Sunday, 20 May 2018

The problem of too many lines on a time series line chart

The challenge is how to show several years worth of data in a time series using lines. Even William Playfair struggled with this one















There are two approaches which might help us here
  • Progressively fade the years out as they get further into the past
  • Band several years together to produce a background range

This article shows how to do both of these using Excel.


The problem

We will use some data from my world - it  does not really matter what it is. We have weekly totals for five successive financial years



















So we highlight the five years and insert Excel's default line chart, which produces this:
















It's a horrible mess. Obviously we will work on it a bit: Move the legend to the bottom, stretch it out











It is still extremely hard to follow. The problem is that there are too many lines criss-crossing each other, and the colour of the lines has no real meaning

I regularly see charts like this  - often with even more lines. The analyst has simply trusted to Excel's standard chart gallery and colour schemes. Excel has blown them a raspberry. Excel is a brilliant software package, but you often have to twist its arm to get it to do what you need.

Progressively fade out earlier years

This approach tries to put meaning into the colour of the lines. Most of us will probably agree that it is worth looking at the position at the same point last year. Is the year before that of equal significance? Or the year before the year before? Probably not.  So this approach dilutes the visual impact of earlier years. You can still see them but they clash less.


This is a big improvement. We have used standard Excel colour palette options (we could use a  colour selecting utility to make ore precise custom choices). We have also adjusted the contrast of the gridlines, axis and legend labels,

While it is better, it is still very 'busy'. So the next step would be to sacrifice the oldest year of data






This is a lot clearer - it allows a greater contrast between the most recent year and the one before.

It's still quite busy. What does removing another old year look like?















That looks about right for this pattern of data.

We maybe need to double check that the our colour scheme is giving us something extra (rather than it just being  a result of reducing the number of data series),  So here is the same chart again using the the Excel default colours








Yes the 'fading' scheme is much clearer, and the other adjustments to contrast also help.


Band past years together

What if we do not want to lose sight of the earlier years? A way to retain some of this information is to calculate the range of vales for each week over several years. This takes a little bit more setting up.

First add some calculated columns for the Minimum, Maximum, Range (i..e Maximum - Minimum) and pull through the latest year as a repeat column














Then use the three columns Minimum, Range, Last Year to create the graph.

Start by inserting a Stacked Area graph














Next adjust the data series properties so that the Min series is invisible and the Range (Max-Min) is a faint colour















Next change the chart type for the Last Years (2017-18) data series from Stacked Area to Line














That's more or less it - it just needs some tidying up
  • Move the legend  from the side to underneath
  • Delete the Min from the legend
  • Change the legend label for Min-Max to something more meaningful
  • Adjust contrast on grid-lines and axis labels
  • Adjust line colour of main series to taste














So that's about there now.

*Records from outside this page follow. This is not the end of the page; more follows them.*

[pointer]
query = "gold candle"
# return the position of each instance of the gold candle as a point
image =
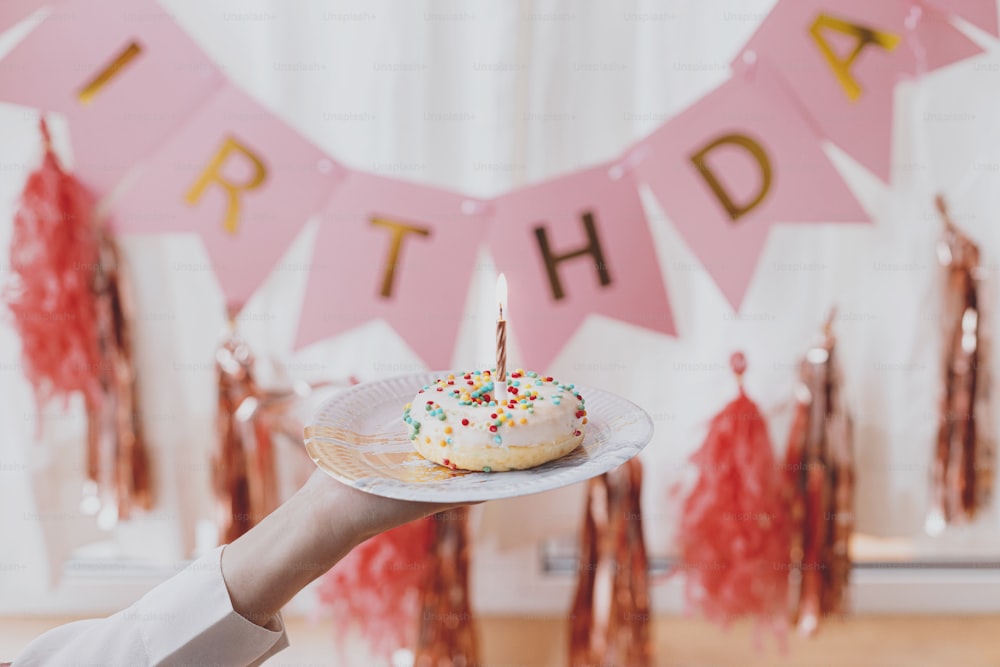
(500, 381)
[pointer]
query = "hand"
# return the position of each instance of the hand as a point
(365, 514)
(304, 538)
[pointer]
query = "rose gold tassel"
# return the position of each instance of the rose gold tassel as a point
(447, 634)
(819, 478)
(129, 474)
(610, 619)
(962, 472)
(243, 466)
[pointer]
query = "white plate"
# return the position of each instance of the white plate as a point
(359, 438)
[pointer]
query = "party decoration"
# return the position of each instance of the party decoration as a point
(573, 246)
(243, 464)
(124, 74)
(397, 251)
(53, 255)
(447, 633)
(131, 481)
(245, 186)
(848, 92)
(609, 622)
(733, 164)
(963, 467)
(377, 587)
(734, 530)
(819, 479)
(70, 300)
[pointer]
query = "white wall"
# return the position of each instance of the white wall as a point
(483, 96)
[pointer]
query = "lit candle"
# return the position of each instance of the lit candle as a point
(500, 381)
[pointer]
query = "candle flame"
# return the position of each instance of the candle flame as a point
(502, 293)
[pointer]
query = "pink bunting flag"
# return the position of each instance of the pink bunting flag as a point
(13, 11)
(398, 251)
(843, 58)
(240, 178)
(573, 246)
(122, 71)
(738, 161)
(980, 13)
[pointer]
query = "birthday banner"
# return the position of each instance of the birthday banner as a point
(141, 99)
(116, 71)
(397, 251)
(241, 179)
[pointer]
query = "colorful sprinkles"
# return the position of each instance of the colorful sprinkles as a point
(476, 389)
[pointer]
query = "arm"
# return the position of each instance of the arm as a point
(304, 538)
(223, 609)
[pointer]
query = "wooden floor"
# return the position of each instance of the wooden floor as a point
(871, 641)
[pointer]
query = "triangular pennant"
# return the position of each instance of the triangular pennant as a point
(241, 179)
(735, 163)
(393, 250)
(573, 246)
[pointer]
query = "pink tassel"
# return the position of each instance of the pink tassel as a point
(734, 532)
(54, 257)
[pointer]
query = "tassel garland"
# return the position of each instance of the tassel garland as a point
(734, 530)
(71, 304)
(819, 479)
(962, 470)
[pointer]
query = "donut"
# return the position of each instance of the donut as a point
(457, 422)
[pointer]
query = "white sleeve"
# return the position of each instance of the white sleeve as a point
(188, 619)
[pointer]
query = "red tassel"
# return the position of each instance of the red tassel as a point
(54, 256)
(243, 464)
(609, 624)
(734, 531)
(377, 587)
(71, 304)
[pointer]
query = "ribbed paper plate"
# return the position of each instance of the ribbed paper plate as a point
(359, 438)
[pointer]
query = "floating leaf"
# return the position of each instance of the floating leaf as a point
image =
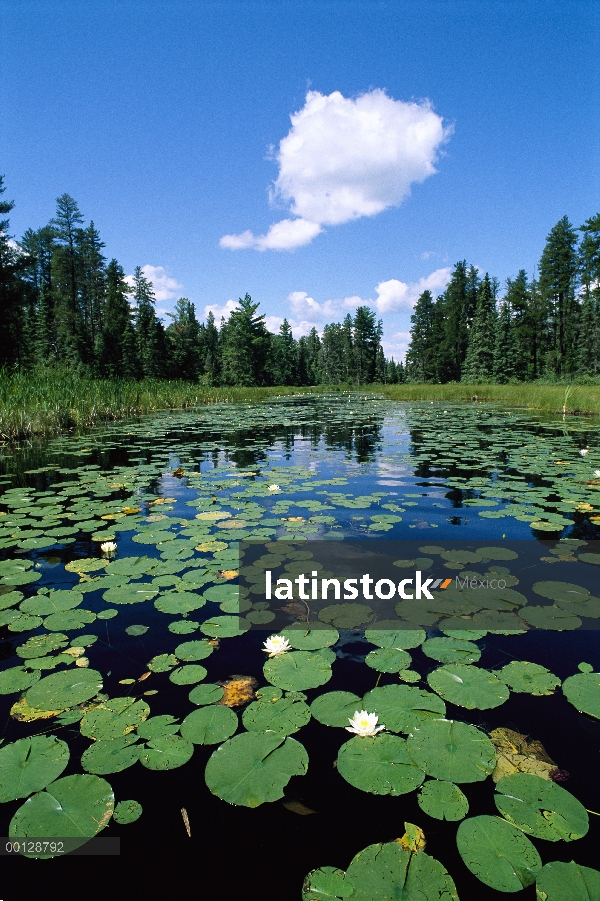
(166, 752)
(558, 881)
(468, 686)
(583, 691)
(499, 854)
(79, 805)
(443, 800)
(30, 764)
(528, 678)
(284, 716)
(452, 751)
(541, 808)
(127, 812)
(112, 756)
(114, 718)
(254, 767)
(298, 670)
(209, 725)
(65, 689)
(379, 764)
(403, 708)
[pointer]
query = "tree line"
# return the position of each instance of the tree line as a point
(61, 302)
(546, 327)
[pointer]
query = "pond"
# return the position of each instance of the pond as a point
(133, 666)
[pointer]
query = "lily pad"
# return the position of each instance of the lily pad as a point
(541, 808)
(298, 670)
(379, 764)
(583, 691)
(284, 716)
(30, 764)
(79, 805)
(402, 708)
(452, 751)
(468, 686)
(499, 854)
(560, 881)
(127, 812)
(254, 767)
(209, 725)
(528, 678)
(443, 800)
(166, 752)
(112, 756)
(64, 689)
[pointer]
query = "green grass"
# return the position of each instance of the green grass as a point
(47, 402)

It allows us to see what the weekly pattern of  the year in question was against the range of the four years before it 

For me this is the best way to look at this particular pattern of data. For other patterns I may think differently but it's a good starting point

The advantage of Excel is that you can quickly knock together different versions to see what they may show

Some other thoughts and possibilities

One approach that might be suggested from modern data visualization thinking is 'small multiples'. In this approach, rather than combining the years into a single chart, each year would be plotted singly and then all would be aligned into an overall view

Here's a quickly assembled version in 'small multiples' style
































This is ok in the sense of showing the pattern for each year. But how easy is it to see whether 2017-18 values stray outside the 'typical' range?. Does this version of small multiples offer much more than simple sparklines?















So maybe to make caparisons easier in the 'small multiple' version we might have to add some solid fill?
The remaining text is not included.